AFP - Debout dans un couloir de la prison, sous l'oeil méfiant de ses geôliers, Florence Cassez, la Française emprisonnée depuis 4 ans au Mexique pour des enlèvements auxquels elle nie avoir participé, a raconté depuis un téléphone mural pendant des mois son histoire, publiée jeudi.
Condamnée à 60 ans de prison par la justice mexicaine, la jeune Française crie son innocence dans "A l'ombre de ma vie" (Michel Lafon) et raconte son arrestation, retransmise en direct à la télévision, ses procès et son incarcération à la prison de Tepepan à Mexico.
"Ce sont ses mots, c'est son témoignage, relu et corrigé par elle", explique Eric Dussart qui a recueilli le récit de Florence Cassez et a mis en forme le livre, paru en français et qui devrait être traduit en espagnol.
"Ce n'est pas facile d'écrire un livre avec quelqu'un qui est en prison, même si au Mexique les détenus, en théorie et contrairement à ce qui se passe en France, ne sont pas privés de liberté d'expression", ajoute-t-il.
"C'était douloureux, parfois elle en avait marre, mais elle avait besoin de raconter ce qui lui est arrivé", poursuit-il.
Le projet de ce livre naît en décembre 2008. La Française est contactée par l'éditeur.
"Ce livre est un formidable outil de défense pour expliquer pourquoi elle est innocente", dit son avocat, Me Franck Berton. "Elle a mesuré les risques d'une telle parution et les assume. Si ses conditions de détention sont durcies, comme cela a déjà été le cas après une interview à un média mexicain, ce sera un nouveau scandale", s'insurge-t-il.
La jeune détenue accuse directement dans le livre de "montage médiatique, politique et juridique" le puissant ministre de la Sécurité publique Genaro Garcia Luna, ancien responsable de la lutte contre les enlèvements.
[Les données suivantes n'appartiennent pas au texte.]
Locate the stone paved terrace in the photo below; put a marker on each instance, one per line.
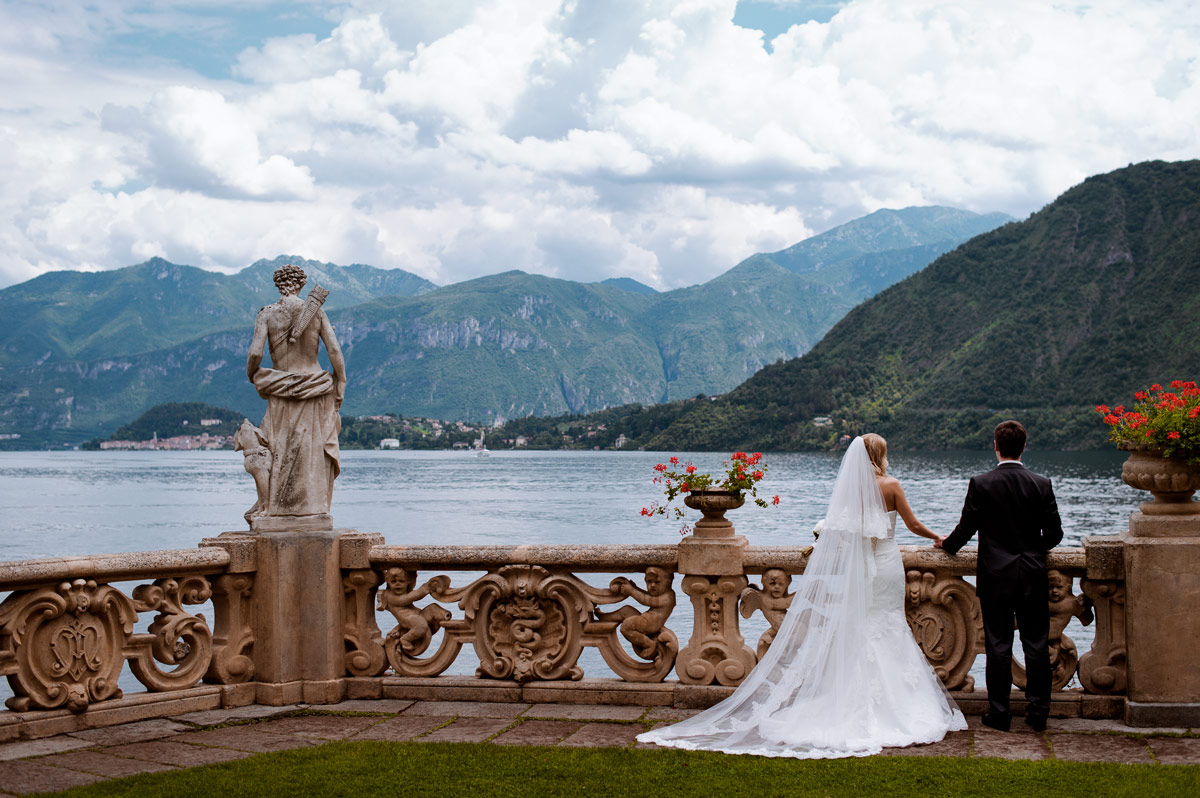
(222, 735)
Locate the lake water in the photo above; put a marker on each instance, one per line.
(55, 504)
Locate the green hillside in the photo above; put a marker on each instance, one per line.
(1093, 297)
(69, 316)
(507, 346)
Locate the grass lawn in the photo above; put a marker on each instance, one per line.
(447, 769)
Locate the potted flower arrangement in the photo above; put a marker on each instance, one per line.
(1162, 432)
(713, 496)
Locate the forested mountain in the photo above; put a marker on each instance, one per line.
(509, 345)
(1092, 298)
(78, 316)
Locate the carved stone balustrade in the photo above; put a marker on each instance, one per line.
(66, 633)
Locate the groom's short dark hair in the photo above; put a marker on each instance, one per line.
(1009, 438)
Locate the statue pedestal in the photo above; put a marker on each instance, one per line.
(1162, 565)
(295, 610)
(323, 522)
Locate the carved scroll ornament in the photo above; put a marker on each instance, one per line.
(943, 616)
(645, 630)
(65, 645)
(772, 600)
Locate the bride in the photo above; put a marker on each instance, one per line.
(844, 676)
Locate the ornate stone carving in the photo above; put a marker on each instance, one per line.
(414, 625)
(1065, 605)
(646, 630)
(943, 616)
(1102, 670)
(64, 645)
(772, 600)
(717, 651)
(175, 636)
(233, 636)
(528, 623)
(301, 423)
(364, 647)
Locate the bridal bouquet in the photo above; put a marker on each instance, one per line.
(742, 474)
(1167, 421)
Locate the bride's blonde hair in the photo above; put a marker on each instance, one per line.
(877, 450)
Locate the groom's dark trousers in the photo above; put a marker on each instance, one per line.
(1017, 517)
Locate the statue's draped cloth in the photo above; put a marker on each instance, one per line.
(301, 425)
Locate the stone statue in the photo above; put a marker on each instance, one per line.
(772, 600)
(642, 629)
(414, 625)
(303, 402)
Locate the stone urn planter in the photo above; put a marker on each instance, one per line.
(1171, 480)
(714, 504)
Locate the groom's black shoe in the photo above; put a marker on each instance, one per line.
(1000, 723)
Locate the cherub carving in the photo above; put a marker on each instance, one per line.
(642, 628)
(1065, 605)
(414, 625)
(772, 600)
(253, 447)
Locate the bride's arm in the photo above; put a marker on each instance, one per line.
(910, 519)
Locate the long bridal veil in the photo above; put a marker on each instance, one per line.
(810, 695)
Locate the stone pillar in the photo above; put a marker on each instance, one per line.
(297, 606)
(1162, 569)
(711, 559)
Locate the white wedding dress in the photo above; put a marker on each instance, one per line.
(844, 676)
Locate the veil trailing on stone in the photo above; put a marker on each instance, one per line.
(809, 695)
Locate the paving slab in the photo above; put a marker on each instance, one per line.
(390, 706)
(21, 778)
(467, 708)
(136, 732)
(1105, 725)
(538, 732)
(583, 712)
(953, 744)
(103, 765)
(1175, 750)
(1011, 747)
(671, 713)
(467, 730)
(401, 729)
(319, 727)
(601, 735)
(252, 712)
(244, 738)
(23, 749)
(179, 754)
(1099, 748)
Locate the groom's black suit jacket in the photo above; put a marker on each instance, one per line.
(1017, 517)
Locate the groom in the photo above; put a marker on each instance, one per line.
(1017, 517)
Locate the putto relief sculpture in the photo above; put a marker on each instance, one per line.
(294, 475)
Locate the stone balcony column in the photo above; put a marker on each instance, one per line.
(711, 561)
(1162, 570)
(295, 613)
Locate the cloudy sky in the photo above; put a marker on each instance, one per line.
(658, 139)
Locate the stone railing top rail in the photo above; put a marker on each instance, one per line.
(621, 557)
(598, 558)
(112, 568)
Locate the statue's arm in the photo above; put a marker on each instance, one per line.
(255, 359)
(335, 358)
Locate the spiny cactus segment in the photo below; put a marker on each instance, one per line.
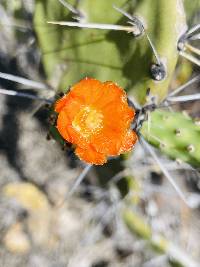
(175, 134)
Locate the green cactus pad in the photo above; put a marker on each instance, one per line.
(175, 134)
(111, 55)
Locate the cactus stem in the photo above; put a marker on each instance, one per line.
(190, 148)
(72, 9)
(26, 82)
(192, 49)
(184, 86)
(184, 98)
(24, 95)
(165, 171)
(190, 58)
(129, 29)
(178, 132)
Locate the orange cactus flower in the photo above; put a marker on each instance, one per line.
(96, 118)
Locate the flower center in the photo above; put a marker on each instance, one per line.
(88, 121)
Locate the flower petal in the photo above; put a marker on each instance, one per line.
(89, 90)
(111, 92)
(77, 138)
(62, 125)
(90, 156)
(128, 141)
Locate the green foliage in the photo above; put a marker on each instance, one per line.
(109, 55)
(175, 134)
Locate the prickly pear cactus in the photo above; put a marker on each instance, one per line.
(108, 55)
(175, 134)
(70, 54)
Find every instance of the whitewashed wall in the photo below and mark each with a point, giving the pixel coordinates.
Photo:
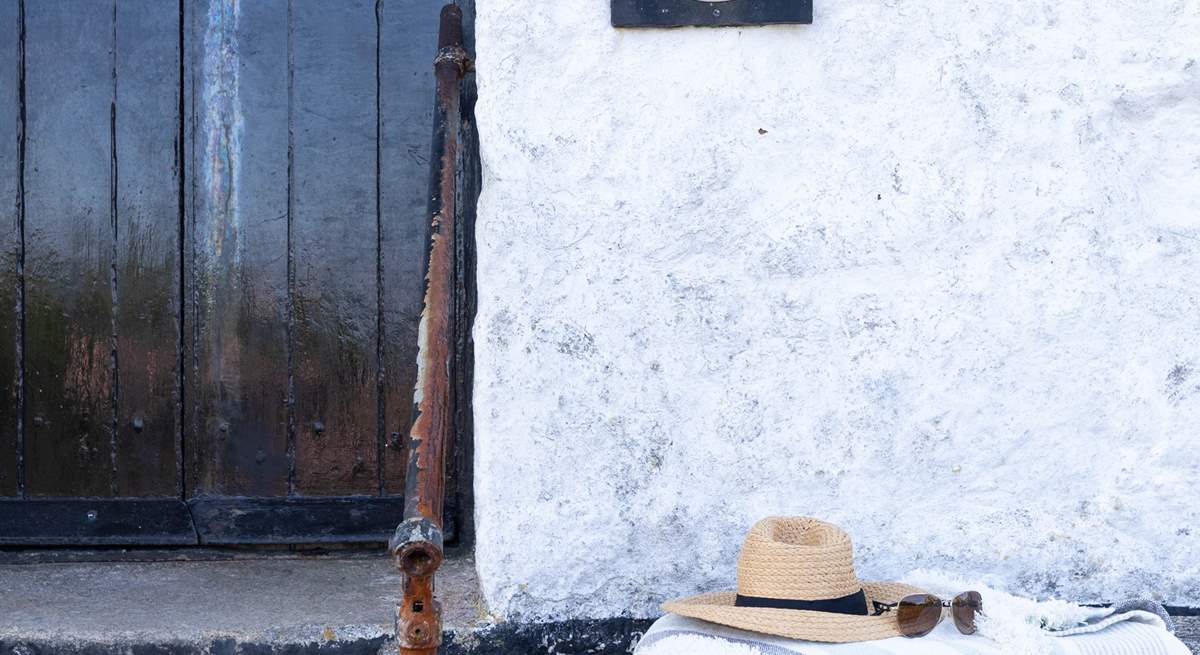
(927, 269)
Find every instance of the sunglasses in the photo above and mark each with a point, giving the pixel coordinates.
(919, 613)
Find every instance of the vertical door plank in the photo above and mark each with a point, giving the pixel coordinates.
(148, 246)
(10, 246)
(409, 42)
(335, 240)
(69, 246)
(238, 248)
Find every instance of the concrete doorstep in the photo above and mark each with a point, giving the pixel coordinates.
(196, 604)
(217, 604)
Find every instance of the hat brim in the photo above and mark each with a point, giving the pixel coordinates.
(799, 624)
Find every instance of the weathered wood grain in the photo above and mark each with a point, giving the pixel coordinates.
(237, 253)
(408, 30)
(335, 233)
(69, 247)
(10, 245)
(147, 246)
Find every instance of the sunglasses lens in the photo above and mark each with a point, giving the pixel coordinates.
(964, 610)
(918, 614)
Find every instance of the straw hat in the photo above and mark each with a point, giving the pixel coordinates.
(796, 578)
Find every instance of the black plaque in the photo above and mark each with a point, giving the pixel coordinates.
(677, 13)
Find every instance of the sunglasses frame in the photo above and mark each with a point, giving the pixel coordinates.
(881, 608)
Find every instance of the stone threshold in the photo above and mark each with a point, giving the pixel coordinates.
(251, 602)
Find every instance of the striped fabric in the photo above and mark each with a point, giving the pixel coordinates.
(675, 635)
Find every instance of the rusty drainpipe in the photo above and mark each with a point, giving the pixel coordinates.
(417, 544)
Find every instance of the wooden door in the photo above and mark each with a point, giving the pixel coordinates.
(214, 258)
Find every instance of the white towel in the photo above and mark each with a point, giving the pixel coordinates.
(675, 635)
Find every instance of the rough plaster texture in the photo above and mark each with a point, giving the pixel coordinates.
(930, 270)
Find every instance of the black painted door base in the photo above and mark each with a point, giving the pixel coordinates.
(199, 522)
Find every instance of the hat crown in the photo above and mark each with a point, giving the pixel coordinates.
(797, 558)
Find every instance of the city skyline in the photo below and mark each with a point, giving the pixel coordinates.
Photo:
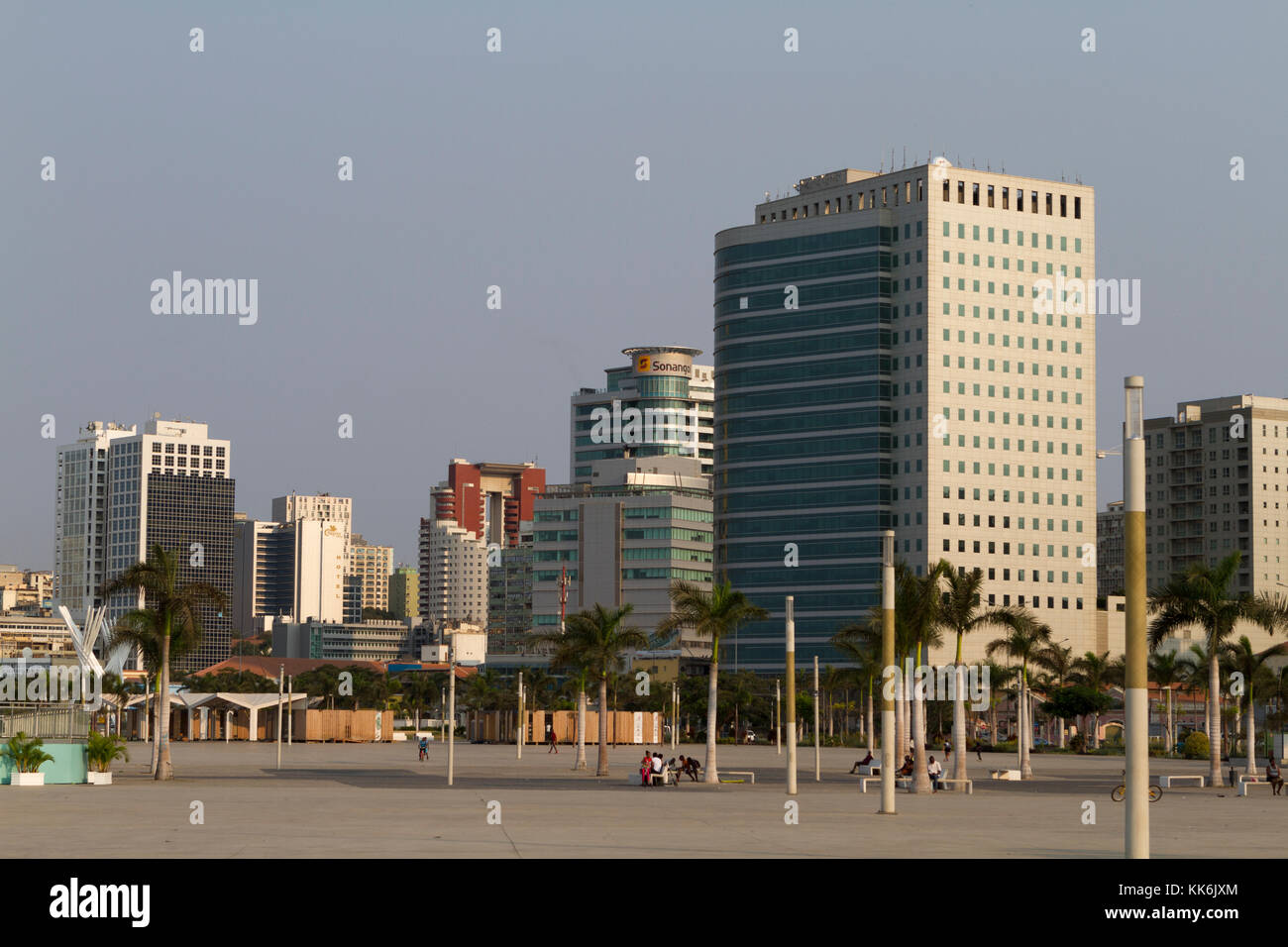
(389, 279)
Elle dénonce un simulacre de procès, les témoignages inventés, les pistes oubliées...
"Nous avons tout fait par téléphone. Jour après jour, pendant une demi-heure, une heure, parfois deux, elle me racontait tout en détails, debout, depuis le téléphone mural de la prison", confie Eric Dussart, grand reporter à la Voix du Nord. Florence Cassez est née à Béthune (Pas-de-Calais).
En février 2009, son témoignage prend tournure. Les notes s'accumulent. Mais, quand sa condamnation à 60 ans de prison tombe, en juin, elle s'écrit: "Pour moi, c'est la mort!".
Elle n'a plus alors la force de parler. "En septembre, cependant, nous avons remis ça", se souvient le journaliste.
Il y a des choses qui ne peuvent pas passer à distance. C'est pourquoi pendant huit jours, fin octobre-début novembre, "je l'ai rencontrée chaque jour dans sa cellule. La direction de la prison ne soupçonnait pas notre projet", relève-t-il. "Pas question d'enregistrer, je prenais note sur note".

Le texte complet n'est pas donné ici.